U.S. demands Iran answers

The Bush administration yesterday demanded that Iran answer questions about President-elect Mahmoud Ahmadinejad’s role as a possible ringleader of the 1979 seizure of the U.S. Embassy in Tehran.

“The Iranian government, with respect to this question, has an obligation to speak definitively,” State Department spokesman Sean McCormack said.

At issue are charges by several former American hostages who have identified Mr. Ahmadinejad as a leader of Iranians who held 52 U.S. diplomats and military personnel captive for 444 days.

President Bush, in an interview with several news agencies yesterday, said he was unable to confirm or refute charges by the former hostages against Mr. Ahmadinejad.

“But, obviously, his involvement raises many questions, and knowing how active people are at finding answers to questions, I’m confident they’ll be found,” Mr. Bush said.

Iran denied that Mr. Ahmadinejad, who was elected president a week ago, was involved in the embassy seizure.

On Nov. 4, 1979, radical Iranian students swarmed the U.S. Embassy in Tehran, taking more than 60 U.S. diplomats and military officials hostage.

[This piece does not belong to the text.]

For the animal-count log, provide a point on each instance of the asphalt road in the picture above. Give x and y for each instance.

Several women and black Foreign Service officers were released within days, but 52 were held hostage until Jan. 20, 1981.

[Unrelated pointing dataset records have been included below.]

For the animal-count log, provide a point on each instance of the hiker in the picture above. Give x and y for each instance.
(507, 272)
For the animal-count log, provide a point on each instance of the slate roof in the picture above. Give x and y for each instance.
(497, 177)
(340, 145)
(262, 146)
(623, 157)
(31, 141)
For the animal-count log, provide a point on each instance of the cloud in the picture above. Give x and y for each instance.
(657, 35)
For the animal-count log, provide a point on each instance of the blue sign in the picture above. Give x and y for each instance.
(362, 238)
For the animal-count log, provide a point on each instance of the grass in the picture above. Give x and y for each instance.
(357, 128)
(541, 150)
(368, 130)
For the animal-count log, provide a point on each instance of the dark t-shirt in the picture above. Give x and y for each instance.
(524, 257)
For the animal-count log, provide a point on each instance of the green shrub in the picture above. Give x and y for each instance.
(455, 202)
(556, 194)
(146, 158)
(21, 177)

When Mr. Ahmadinejad, 48, the hard-line Islamist mayor of Tehran, first emerged as a serious candidate, an Associated Press photograph taken in 1979 of an Iranian walking with a blindfolded hostage began making the rounds on the Internet.

At least five former hostages have identified the unnamed student in the photograph as Mr. Ahmadinejad — Army Col. Charles Scott of Jonesboro, Ga.; Navy Capt. Donald Sharer of Bedford, Iowa; Kevin Hermening of Mosinee, Wis.; David Roeder and William J. Daugherty.

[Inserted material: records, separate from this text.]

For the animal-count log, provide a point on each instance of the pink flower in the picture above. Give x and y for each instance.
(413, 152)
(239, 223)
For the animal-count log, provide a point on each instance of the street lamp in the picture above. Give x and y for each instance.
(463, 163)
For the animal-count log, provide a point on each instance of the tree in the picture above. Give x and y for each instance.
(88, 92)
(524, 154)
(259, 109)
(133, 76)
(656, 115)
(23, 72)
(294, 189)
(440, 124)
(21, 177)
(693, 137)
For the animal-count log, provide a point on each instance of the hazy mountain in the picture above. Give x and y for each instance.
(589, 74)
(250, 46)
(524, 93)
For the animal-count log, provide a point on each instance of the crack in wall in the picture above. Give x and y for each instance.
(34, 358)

Some claim that the Iranian president oversaw interrogations and Capt. Sharer called him a “cruel individual.”

Other hostages, who said they were unable to recall Mr. Ahmadinejad with certainty, said nothing to cast doubt on those who had identified Iran’s president-elect with a terrorist past.

“The newly elected president certainly appears to be our old adversary, although I wouldn’t stake my future,” former hostage Joseph M. Hall told The Washington Times by e-mail yesterday.

Mr. Hall, of Arlington, was a U.S. Army military attache when he was taken captive with the others.

BBC correspondent John Simpson, who covered the embassy takeover, said yesterday he was “pretty sure” Mr. Ahmadinejad was a participant in the embassy takeover.